How to prove $AB = \{xy \in \mathbb R : x \in A, y \in B\}$ is an open set?

If $0\notin B$, then you don't need $B$ to be open:

For every $b\in B$, the map $x\mapsto xb$ is a homeomorphism in $\mathbb{R}$, so $Ab$ is open. Then

$$AB = \bigcup_{b\in B}Ab,$$

so $AB$ is open.

If $0\in B$, it's a bit tricky. We need $B$ to be open. In that case, $B':= (-\varepsilon,\varepsilon)\subseteq B$ for some $\varepsilon > 0$. Then we can decompose $B = B' \cup B''$ where $B'' = B\setminus B'$. Now $AB = AB' \cup AB''$ and we know that $AB''$ is open. All we need to do is prove that $AB'$ is open.
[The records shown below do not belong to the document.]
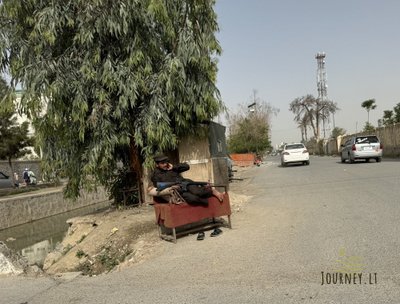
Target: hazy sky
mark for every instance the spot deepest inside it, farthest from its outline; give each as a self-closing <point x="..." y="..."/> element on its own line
<point x="270" y="46"/>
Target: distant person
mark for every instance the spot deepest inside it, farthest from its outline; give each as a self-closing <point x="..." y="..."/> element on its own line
<point x="25" y="176"/>
<point x="32" y="177"/>
<point x="29" y="177"/>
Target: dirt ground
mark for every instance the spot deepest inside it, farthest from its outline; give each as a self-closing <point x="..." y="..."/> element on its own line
<point x="114" y="239"/>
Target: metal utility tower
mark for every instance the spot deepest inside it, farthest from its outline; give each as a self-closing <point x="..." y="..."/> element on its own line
<point x="322" y="83"/>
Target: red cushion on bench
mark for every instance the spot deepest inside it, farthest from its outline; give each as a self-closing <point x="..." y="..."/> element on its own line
<point x="173" y="215"/>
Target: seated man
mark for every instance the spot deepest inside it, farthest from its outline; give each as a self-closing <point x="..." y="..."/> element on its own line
<point x="192" y="192"/>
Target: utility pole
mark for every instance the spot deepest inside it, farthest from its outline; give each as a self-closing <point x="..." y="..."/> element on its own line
<point x="322" y="84"/>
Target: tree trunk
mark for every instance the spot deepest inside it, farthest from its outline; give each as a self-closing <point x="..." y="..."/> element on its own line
<point x="137" y="168"/>
<point x="12" y="172"/>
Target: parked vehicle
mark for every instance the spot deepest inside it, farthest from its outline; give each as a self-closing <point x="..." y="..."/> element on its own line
<point x="295" y="153"/>
<point x="5" y="181"/>
<point x="361" y="147"/>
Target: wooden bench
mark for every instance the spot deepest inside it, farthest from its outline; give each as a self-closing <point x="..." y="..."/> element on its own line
<point x="173" y="216"/>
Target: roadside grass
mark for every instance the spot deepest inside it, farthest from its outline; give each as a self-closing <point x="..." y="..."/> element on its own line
<point x="15" y="191"/>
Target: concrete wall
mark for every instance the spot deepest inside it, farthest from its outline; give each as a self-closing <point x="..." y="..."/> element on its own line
<point x="33" y="206"/>
<point x="243" y="159"/>
<point x="196" y="152"/>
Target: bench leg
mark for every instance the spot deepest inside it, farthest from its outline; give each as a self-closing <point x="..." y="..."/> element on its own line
<point x="174" y="235"/>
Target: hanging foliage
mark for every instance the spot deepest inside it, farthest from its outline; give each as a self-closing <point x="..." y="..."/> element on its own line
<point x="102" y="76"/>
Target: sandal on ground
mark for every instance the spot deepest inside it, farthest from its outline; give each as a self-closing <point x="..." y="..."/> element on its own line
<point x="200" y="236"/>
<point x="216" y="232"/>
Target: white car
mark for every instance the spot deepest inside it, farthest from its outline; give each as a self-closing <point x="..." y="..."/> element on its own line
<point x="295" y="153"/>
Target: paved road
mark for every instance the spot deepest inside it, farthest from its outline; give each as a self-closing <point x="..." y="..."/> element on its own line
<point x="303" y="220"/>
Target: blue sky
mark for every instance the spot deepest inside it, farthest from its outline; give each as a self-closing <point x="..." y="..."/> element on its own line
<point x="270" y="46"/>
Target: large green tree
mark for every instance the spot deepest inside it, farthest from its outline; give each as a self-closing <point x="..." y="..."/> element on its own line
<point x="107" y="81"/>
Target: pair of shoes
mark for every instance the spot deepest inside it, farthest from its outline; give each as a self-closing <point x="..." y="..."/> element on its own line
<point x="216" y="232"/>
<point x="200" y="236"/>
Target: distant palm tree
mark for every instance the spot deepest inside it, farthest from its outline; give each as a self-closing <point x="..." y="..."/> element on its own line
<point x="369" y="105"/>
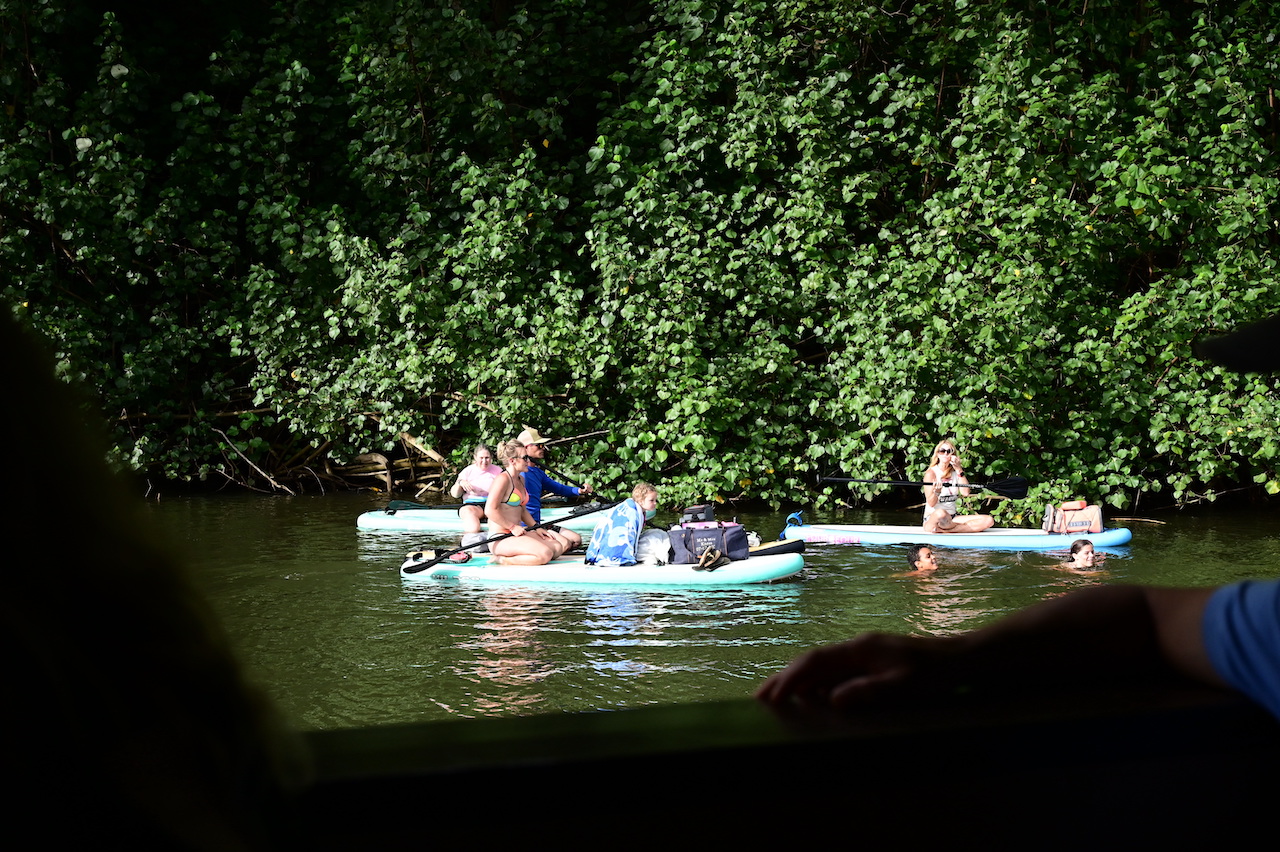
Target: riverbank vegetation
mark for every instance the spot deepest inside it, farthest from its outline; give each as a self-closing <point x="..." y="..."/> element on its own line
<point x="754" y="242"/>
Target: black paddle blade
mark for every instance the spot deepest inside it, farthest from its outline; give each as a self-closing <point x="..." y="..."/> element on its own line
<point x="1014" y="488"/>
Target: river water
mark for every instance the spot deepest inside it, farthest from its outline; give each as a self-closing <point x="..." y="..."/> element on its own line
<point x="323" y="621"/>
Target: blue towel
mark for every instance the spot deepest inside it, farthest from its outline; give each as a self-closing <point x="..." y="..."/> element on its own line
<point x="613" y="543"/>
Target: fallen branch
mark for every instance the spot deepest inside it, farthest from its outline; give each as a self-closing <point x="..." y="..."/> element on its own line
<point x="261" y="472"/>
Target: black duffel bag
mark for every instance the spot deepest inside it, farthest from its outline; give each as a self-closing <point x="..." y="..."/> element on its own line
<point x="689" y="541"/>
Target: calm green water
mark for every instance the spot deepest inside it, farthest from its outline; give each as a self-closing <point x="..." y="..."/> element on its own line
<point x="323" y="621"/>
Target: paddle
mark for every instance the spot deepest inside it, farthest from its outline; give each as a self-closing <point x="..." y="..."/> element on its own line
<point x="1014" y="488"/>
<point x="403" y="505"/>
<point x="437" y="559"/>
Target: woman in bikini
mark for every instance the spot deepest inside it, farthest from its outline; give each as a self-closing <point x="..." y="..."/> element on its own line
<point x="507" y="513"/>
<point x="945" y="486"/>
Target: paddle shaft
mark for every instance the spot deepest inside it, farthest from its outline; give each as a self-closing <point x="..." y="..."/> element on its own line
<point x="1014" y="488"/>
<point x="444" y="555"/>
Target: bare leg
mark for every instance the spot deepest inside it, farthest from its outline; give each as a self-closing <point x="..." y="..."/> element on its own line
<point x="529" y="549"/>
<point x="961" y="523"/>
<point x="471" y="517"/>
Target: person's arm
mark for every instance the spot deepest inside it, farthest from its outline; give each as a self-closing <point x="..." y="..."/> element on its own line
<point x="558" y="488"/>
<point x="932" y="490"/>
<point x="1095" y="635"/>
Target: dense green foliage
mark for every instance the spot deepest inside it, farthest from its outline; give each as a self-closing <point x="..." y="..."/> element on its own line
<point x="754" y="241"/>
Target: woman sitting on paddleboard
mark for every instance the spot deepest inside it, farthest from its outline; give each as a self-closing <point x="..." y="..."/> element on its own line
<point x="946" y="485"/>
<point x="472" y="486"/>
<point x="507" y="513"/>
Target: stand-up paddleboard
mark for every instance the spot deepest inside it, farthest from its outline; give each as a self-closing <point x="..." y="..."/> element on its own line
<point x="434" y="520"/>
<point x="993" y="539"/>
<point x="483" y="567"/>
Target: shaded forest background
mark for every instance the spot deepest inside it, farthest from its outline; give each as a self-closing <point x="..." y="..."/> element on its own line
<point x="750" y="242"/>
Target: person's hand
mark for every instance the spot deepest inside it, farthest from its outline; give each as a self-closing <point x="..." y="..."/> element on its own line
<point x="864" y="669"/>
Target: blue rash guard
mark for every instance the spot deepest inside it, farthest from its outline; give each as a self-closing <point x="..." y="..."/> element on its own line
<point x="535" y="482"/>
<point x="1240" y="628"/>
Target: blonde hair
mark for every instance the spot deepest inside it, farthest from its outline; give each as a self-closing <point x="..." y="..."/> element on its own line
<point x="938" y="445"/>
<point x="640" y="490"/>
<point x="507" y="450"/>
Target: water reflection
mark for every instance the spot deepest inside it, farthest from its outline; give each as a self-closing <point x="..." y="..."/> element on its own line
<point x="324" y="621"/>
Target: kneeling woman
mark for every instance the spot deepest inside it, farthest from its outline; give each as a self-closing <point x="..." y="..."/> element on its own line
<point x="945" y="485"/>
<point x="507" y="513"/>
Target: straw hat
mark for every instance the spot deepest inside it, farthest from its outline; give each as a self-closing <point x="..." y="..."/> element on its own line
<point x="531" y="436"/>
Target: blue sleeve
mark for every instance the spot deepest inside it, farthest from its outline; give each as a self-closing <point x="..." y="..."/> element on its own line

Now $B'$ is open, so if $0\notin A$, we can use the same argument as before to prove that $AB'$ is open. Otherwise, we make a similar decomposition $A = A' \cup A''$ where $A' = (-\delta,\delta)\subseteq A$ and $A'' = A\setminus A'$. Now

$$AB = A'B' \cup A''B' \cup AB''.$$

We need to prove that $A'B' = (-\varepsilon,\varepsilon)(-\delta,\delta)$ is open. To do that, just note that $A'B' = (-\varepsilon\delta,\varepsilon\delta)$, which is open.

First of all note that for any $a \neq 0$, the set $a B =\{ab \:|\: b \in B\}$ is open if $B$ is open, since multiplication with $a$ is a homeomorphism of $\mathbb{R}$ into itself. Similarly, $Ab = \{ab \:|\: a \in A\}$ is open for every $b \neq 0$.

Now, recall that a set is open if it is a union of open sets, so if $0 \notin A$, then $AB = \bigcup_{a \in A} aB$ is open. If $0 \in A$, then for any $0 \neq b \in B$ you have $AB = (A\setminus\{0\})B \cup Ab$ which is open being the union of two open sets.